I am trying to plot a scatter graph on some data with grouping. They are grouped by the column group
and I want them to have different marker styles based on the group.
Minimal working code
import matplotlib.pyplot as plt
import pandas as pd
import numpy as np
colors = ['r','g','b','y']
markers = ['o', '^', 's', 'P']
df = pd.DataFrame()
df["index"] = list(range(100))
df["data"] = np.random.randint(100, size=100)
df["group"] = np.random.randint(4, size=100)
df["color"] = df.apply(lambda x: colors[x["group"]], axis=1)
df["marker"] = df.apply(lambda x: markers[x["group"]], axis=1)
plt.scatter(x=df["index"], y=df["data"], c=df["color"])

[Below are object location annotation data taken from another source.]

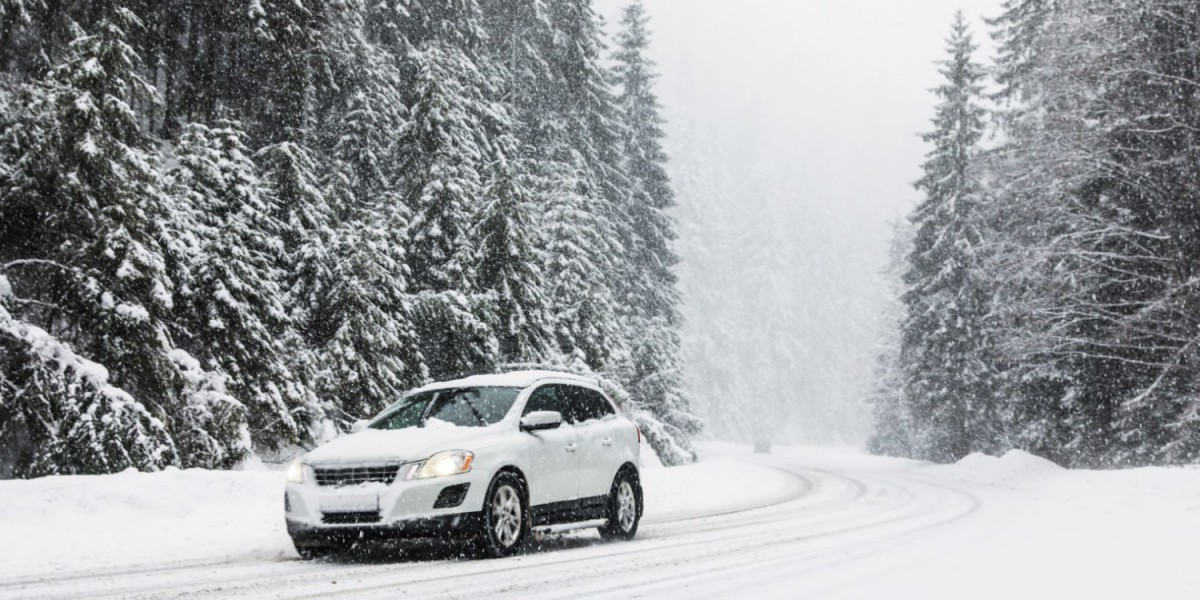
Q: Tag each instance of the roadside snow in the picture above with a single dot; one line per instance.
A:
(61, 525)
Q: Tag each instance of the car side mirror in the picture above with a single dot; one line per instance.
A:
(541, 420)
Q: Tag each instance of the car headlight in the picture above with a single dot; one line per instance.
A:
(298, 472)
(450, 462)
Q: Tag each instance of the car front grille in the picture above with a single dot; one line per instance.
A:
(354, 475)
(367, 516)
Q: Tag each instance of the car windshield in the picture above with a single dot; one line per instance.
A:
(459, 407)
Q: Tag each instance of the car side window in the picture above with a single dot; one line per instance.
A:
(545, 399)
(598, 406)
(587, 405)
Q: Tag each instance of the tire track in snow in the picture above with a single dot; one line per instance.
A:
(839, 519)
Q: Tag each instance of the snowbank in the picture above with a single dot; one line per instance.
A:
(1015, 467)
(64, 525)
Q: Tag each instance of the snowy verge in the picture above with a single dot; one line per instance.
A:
(60, 526)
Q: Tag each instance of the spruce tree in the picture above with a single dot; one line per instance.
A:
(444, 150)
(945, 334)
(229, 307)
(509, 268)
(653, 318)
(88, 264)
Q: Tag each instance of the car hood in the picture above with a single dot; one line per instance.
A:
(402, 445)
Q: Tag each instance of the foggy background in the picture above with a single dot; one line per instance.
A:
(793, 139)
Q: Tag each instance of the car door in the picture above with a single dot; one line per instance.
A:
(599, 457)
(553, 454)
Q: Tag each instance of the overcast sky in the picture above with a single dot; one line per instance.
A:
(814, 109)
(832, 91)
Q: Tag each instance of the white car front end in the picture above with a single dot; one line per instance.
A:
(489, 459)
(408, 484)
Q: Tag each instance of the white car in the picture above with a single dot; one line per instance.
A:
(489, 459)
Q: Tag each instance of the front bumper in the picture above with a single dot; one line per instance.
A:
(462, 526)
(419, 509)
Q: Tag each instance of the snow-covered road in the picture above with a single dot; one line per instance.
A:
(849, 526)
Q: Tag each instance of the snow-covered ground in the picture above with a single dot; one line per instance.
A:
(73, 523)
(798, 523)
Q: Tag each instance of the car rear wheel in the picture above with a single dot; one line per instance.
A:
(315, 552)
(505, 517)
(624, 508)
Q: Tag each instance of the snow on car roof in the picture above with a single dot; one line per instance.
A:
(510, 379)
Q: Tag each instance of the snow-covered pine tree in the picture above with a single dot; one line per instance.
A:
(509, 265)
(87, 268)
(444, 150)
(653, 319)
(229, 306)
(894, 427)
(947, 378)
(282, 72)
(1018, 31)
(372, 352)
(1096, 244)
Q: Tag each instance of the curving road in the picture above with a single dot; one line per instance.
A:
(841, 527)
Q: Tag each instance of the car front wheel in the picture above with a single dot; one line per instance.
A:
(505, 517)
(624, 508)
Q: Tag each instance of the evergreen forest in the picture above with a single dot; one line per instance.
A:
(234, 227)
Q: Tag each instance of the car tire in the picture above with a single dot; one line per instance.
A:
(505, 519)
(315, 552)
(624, 507)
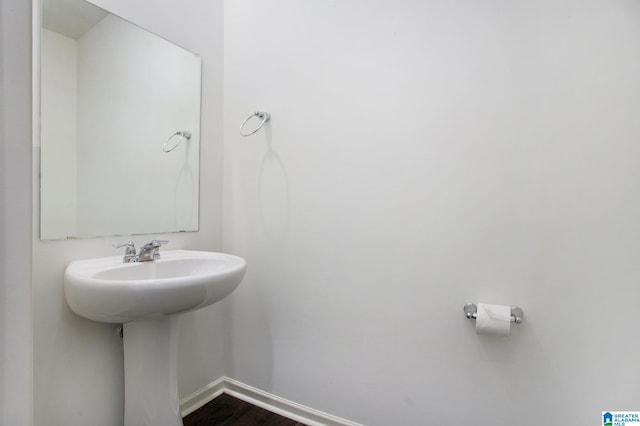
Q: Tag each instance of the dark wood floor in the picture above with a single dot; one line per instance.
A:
(226, 410)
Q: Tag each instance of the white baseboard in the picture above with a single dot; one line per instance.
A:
(261, 399)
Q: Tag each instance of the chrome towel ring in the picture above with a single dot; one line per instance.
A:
(185, 135)
(264, 116)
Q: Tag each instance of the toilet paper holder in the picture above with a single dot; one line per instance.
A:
(471, 311)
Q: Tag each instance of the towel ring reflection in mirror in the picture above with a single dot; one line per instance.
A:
(264, 116)
(184, 135)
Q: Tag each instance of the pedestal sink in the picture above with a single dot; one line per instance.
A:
(147, 298)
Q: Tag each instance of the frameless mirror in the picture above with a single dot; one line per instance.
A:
(120, 127)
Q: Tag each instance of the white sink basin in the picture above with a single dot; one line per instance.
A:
(144, 297)
(108, 290)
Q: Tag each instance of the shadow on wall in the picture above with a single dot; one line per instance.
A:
(274, 203)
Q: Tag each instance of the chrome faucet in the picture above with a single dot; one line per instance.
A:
(150, 251)
(147, 253)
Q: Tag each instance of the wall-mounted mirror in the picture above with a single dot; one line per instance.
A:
(112, 95)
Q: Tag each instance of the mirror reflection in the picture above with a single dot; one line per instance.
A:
(113, 98)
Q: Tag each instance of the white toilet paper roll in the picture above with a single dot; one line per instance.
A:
(493, 319)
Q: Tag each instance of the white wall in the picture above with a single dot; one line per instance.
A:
(58, 126)
(15, 208)
(78, 363)
(131, 80)
(422, 155)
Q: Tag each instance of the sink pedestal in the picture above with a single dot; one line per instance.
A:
(150, 372)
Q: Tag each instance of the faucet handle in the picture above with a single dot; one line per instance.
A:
(130, 247)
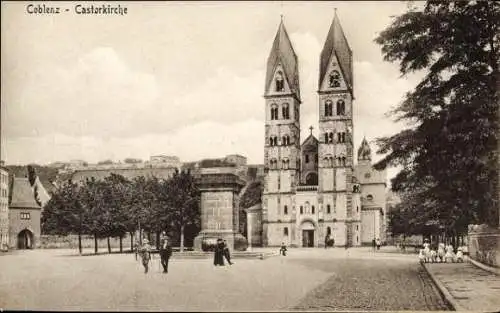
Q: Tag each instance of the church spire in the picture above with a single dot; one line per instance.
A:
(282, 66)
(336, 45)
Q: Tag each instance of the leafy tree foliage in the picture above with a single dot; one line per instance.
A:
(449, 150)
(114, 206)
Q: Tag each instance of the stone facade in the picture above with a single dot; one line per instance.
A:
(220, 218)
(24, 216)
(4, 209)
(313, 189)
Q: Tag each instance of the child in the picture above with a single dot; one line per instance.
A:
(460, 255)
(421, 256)
(283, 249)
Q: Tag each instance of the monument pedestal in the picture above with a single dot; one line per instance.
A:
(220, 208)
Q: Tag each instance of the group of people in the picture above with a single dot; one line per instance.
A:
(444, 253)
(221, 251)
(145, 252)
(376, 243)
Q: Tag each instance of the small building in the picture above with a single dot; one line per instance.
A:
(165, 160)
(4, 209)
(24, 215)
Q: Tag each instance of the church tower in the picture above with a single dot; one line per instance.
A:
(335, 89)
(282, 140)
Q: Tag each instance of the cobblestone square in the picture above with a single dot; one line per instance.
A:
(306, 279)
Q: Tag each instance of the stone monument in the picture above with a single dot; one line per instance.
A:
(219, 189)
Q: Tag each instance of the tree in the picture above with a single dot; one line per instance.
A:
(64, 214)
(449, 150)
(183, 203)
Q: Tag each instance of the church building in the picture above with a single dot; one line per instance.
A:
(313, 188)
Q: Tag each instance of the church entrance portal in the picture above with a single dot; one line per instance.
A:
(25, 239)
(308, 238)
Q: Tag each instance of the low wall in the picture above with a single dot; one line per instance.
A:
(484, 244)
(71, 242)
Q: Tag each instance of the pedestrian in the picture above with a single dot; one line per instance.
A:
(227, 254)
(219, 253)
(165, 252)
(145, 251)
(283, 249)
(136, 249)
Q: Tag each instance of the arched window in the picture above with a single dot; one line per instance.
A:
(341, 107)
(285, 111)
(280, 83)
(334, 78)
(285, 140)
(312, 179)
(328, 108)
(274, 112)
(330, 137)
(285, 163)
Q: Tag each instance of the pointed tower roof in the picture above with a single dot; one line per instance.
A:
(336, 43)
(282, 53)
(364, 151)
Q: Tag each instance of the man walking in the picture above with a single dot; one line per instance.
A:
(165, 252)
(145, 251)
(227, 254)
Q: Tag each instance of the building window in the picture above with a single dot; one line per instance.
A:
(341, 137)
(341, 107)
(333, 80)
(328, 108)
(285, 110)
(285, 140)
(274, 112)
(280, 83)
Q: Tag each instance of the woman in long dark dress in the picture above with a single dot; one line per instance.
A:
(219, 253)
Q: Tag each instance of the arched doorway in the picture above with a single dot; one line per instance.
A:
(25, 239)
(312, 179)
(307, 234)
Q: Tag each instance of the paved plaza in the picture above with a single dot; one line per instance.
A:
(306, 279)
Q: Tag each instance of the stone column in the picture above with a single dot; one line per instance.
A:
(249, 229)
(219, 207)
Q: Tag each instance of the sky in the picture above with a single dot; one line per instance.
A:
(176, 78)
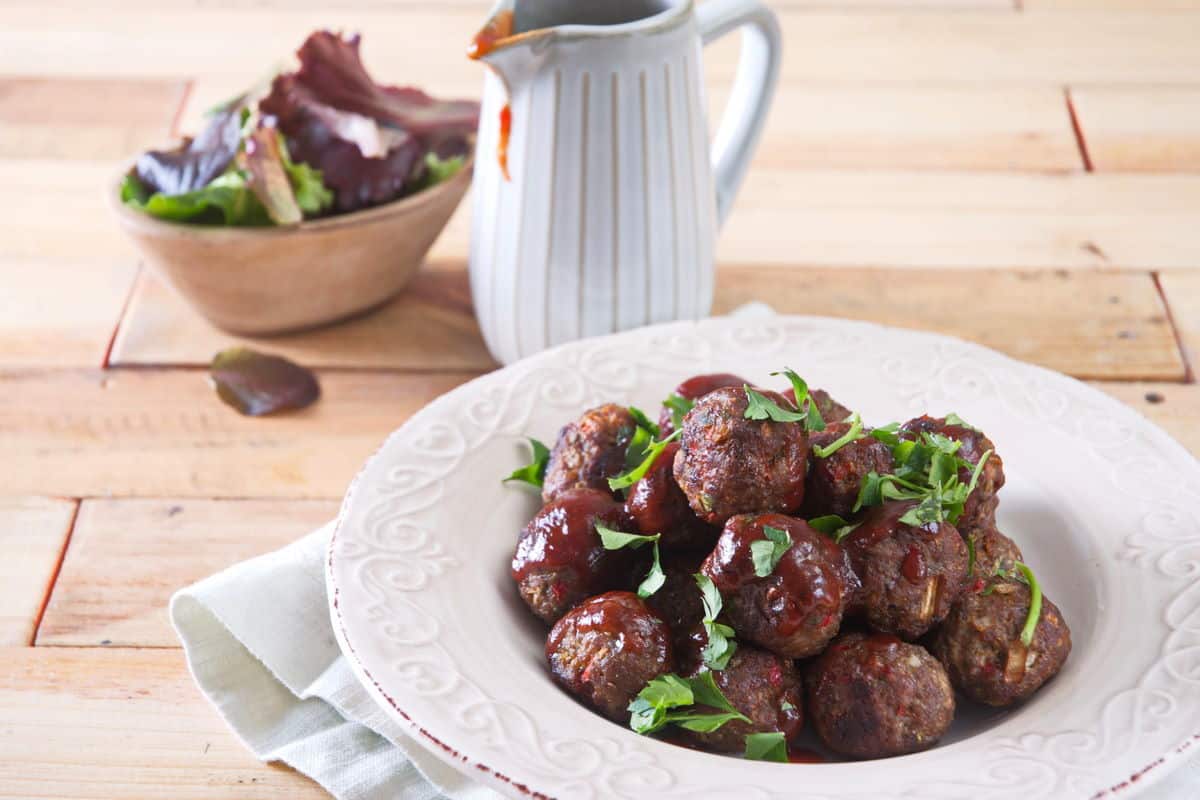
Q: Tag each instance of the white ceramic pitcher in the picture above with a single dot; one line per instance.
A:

# What I thought would have worked
# plt.scatter(x=df["index"], y=df["data"], c=df["color"], marker=df["marker"])
plt.show()
What I want
I want the groups to have different marker styles as well. For example the red entries will have marker "o" (big dot), green entries with marker "^" (upward triangle) and so on.
What I tried
I thought
plt.scatter(x=df["index"], y=df["data"], c=df["color"], marker=df["marker"])
would have worked but nope...
TypeError: 'Series' objects are mutable, thus they cannot be hashed
I can for
loop over the DataFrame and group the entries by their group
. Then plot them with the marker
argument set with the list defined (like plt.scatter(..., marker=markers[group])
. That would result in 4 plt.scatter(...)
as there are 4 groups in total. But that is ugly IMO to loop through a DataFrame row by row and I strongly believe there is a better way.
Thanks in advance!